I’m aware that doing any dental treatment (even a “cleaning”) requires general anesthesia for an animal (especially a cat!). But, a “full mouth series” on a cat? For about $100? How many films is that?? Heck, I think I charge about $120 for 18 films. “Flap surgery” to extract a cat tooth? It was never even mentioned to my wife that, at 2 years old, Spike needs a tooth removed already. And, a “pre-surgical profile & CBC???” Hmmm. I’ve never done that for ANY of my patients before a prophy or even an extraction.
Bottom line… the estimate quoted $700 for what my wife was told was a “dental cleaning.” Heck, that’s almost what most dentists get for four quadrants of scaling and root planing with local anesthesia.

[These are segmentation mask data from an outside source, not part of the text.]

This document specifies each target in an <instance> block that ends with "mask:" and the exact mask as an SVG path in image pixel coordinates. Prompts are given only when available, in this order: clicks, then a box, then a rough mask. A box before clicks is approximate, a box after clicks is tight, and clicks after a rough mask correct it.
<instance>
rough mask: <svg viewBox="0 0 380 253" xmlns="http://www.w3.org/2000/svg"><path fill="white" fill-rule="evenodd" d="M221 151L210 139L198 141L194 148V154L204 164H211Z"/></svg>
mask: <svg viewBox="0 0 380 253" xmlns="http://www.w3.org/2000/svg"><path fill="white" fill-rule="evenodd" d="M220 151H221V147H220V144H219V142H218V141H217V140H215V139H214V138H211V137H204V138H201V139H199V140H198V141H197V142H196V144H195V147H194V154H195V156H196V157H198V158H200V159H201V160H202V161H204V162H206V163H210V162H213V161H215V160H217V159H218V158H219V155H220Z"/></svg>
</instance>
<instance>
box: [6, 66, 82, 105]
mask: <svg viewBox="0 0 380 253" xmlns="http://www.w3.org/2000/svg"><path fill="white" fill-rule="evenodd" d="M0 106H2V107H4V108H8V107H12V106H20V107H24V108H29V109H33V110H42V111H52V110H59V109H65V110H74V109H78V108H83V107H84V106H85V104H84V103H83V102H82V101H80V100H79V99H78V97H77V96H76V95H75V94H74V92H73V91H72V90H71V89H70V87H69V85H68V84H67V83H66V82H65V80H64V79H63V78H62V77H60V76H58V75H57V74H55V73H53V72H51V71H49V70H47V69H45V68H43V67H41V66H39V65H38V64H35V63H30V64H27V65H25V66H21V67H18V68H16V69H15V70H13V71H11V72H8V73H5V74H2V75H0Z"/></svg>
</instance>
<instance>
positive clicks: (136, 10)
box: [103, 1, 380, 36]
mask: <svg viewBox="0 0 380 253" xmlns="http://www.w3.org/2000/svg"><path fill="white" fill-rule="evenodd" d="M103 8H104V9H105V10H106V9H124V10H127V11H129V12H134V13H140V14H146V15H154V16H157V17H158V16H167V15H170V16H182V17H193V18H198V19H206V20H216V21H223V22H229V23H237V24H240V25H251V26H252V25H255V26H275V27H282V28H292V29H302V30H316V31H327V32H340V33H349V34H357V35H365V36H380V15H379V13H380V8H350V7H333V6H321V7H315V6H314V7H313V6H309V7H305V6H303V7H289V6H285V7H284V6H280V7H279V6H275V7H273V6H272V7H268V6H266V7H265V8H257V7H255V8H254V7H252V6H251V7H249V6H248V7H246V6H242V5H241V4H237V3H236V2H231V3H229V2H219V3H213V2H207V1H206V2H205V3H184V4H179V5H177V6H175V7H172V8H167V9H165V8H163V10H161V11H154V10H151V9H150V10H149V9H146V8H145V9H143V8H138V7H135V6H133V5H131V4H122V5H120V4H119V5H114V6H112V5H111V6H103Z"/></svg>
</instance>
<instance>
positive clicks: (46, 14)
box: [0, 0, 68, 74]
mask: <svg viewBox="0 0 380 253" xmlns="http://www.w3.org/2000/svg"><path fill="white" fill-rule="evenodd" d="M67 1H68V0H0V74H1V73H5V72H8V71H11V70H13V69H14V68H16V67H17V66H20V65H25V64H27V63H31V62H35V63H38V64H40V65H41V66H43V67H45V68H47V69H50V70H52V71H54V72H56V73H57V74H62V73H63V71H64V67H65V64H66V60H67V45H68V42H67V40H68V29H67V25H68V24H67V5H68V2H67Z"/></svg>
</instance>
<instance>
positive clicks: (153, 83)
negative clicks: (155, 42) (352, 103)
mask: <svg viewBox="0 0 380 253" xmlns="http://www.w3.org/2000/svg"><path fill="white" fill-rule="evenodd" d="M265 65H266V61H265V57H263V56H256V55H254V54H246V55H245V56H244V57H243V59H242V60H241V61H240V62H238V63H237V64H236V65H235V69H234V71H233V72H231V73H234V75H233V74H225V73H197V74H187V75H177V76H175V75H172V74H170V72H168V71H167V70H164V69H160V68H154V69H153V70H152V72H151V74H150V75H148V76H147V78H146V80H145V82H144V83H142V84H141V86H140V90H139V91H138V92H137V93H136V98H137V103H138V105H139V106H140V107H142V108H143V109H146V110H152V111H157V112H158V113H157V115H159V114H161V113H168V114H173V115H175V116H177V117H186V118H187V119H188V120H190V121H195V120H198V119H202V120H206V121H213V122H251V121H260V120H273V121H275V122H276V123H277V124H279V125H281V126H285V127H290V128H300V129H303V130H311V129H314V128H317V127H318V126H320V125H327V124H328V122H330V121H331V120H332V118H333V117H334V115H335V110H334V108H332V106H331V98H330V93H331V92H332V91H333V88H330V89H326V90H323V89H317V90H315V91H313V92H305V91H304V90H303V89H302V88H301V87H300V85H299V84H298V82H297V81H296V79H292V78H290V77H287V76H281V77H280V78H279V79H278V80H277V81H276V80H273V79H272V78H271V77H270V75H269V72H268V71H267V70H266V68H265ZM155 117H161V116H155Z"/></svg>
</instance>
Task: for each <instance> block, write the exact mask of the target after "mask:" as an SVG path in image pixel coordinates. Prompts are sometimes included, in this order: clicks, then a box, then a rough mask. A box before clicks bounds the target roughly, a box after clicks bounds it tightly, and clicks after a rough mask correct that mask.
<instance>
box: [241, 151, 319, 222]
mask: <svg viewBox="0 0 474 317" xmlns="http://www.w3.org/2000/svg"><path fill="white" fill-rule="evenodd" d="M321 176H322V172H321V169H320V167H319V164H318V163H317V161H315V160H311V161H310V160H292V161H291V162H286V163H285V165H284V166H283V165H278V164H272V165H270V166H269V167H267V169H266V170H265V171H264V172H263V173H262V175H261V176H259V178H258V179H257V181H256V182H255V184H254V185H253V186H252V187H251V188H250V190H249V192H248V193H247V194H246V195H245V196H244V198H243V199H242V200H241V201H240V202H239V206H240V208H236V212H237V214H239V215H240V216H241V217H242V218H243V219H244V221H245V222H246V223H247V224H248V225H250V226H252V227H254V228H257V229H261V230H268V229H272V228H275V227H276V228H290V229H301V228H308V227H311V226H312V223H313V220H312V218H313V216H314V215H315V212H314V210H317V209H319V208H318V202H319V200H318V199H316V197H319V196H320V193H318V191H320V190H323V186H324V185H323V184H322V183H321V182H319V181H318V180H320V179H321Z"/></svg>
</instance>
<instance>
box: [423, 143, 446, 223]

Tell me again why I invested so much into dentistry.
Whenever I see fees like these for the vet or those of plumbers, auto mechanics, or even a hospital bill, I can’t help thinking about what we dentists charge for our services. I consider the investment in our education and the MASSIVE investment and overhead incurred by building a dental office. Our services are undervalued. They’re undervalued not only by consumers at large, but even by our own profession.
There is no “insurance” plan to cover Spike’s veterinary care. And, I’m not suggesting there should be. While my practice is overwhelmingly filled with self-pay patients (only 8% have a benefits plan), I’m aware of most dental practices being largely insurance-based. As such, fees are usually held down.
The cost of preventive dental services is a bit of a touchstone for consumers. In other words, as consumers are frequently exposed to those particular fees, they are very aware of any changes. By contrast, you can raise your fees for less frequent procedures (such as dentures, root canals, and even crowns) without them being noticed and compared.
I’m not really sure what my final point is here. Perhaps it’s to suggest our fees are too low. Dentistry is undervalued. Underutilized. Under-appreciated. Your mileage may vary. Draw your own conclusions, Dental Warriors, and share them here in the comments section.
PS… another point occurred to me. My wife was told Spike needed a dental cleaning. She wasn’t told about ANY other services. There are two extractions listed in the “estimate.” She didn’t know about that. She wasn’t told about the x-rays, either. Hopefully, all of us are better at communicating with our patients and don’t surprise them with itemized fee quotes or bills.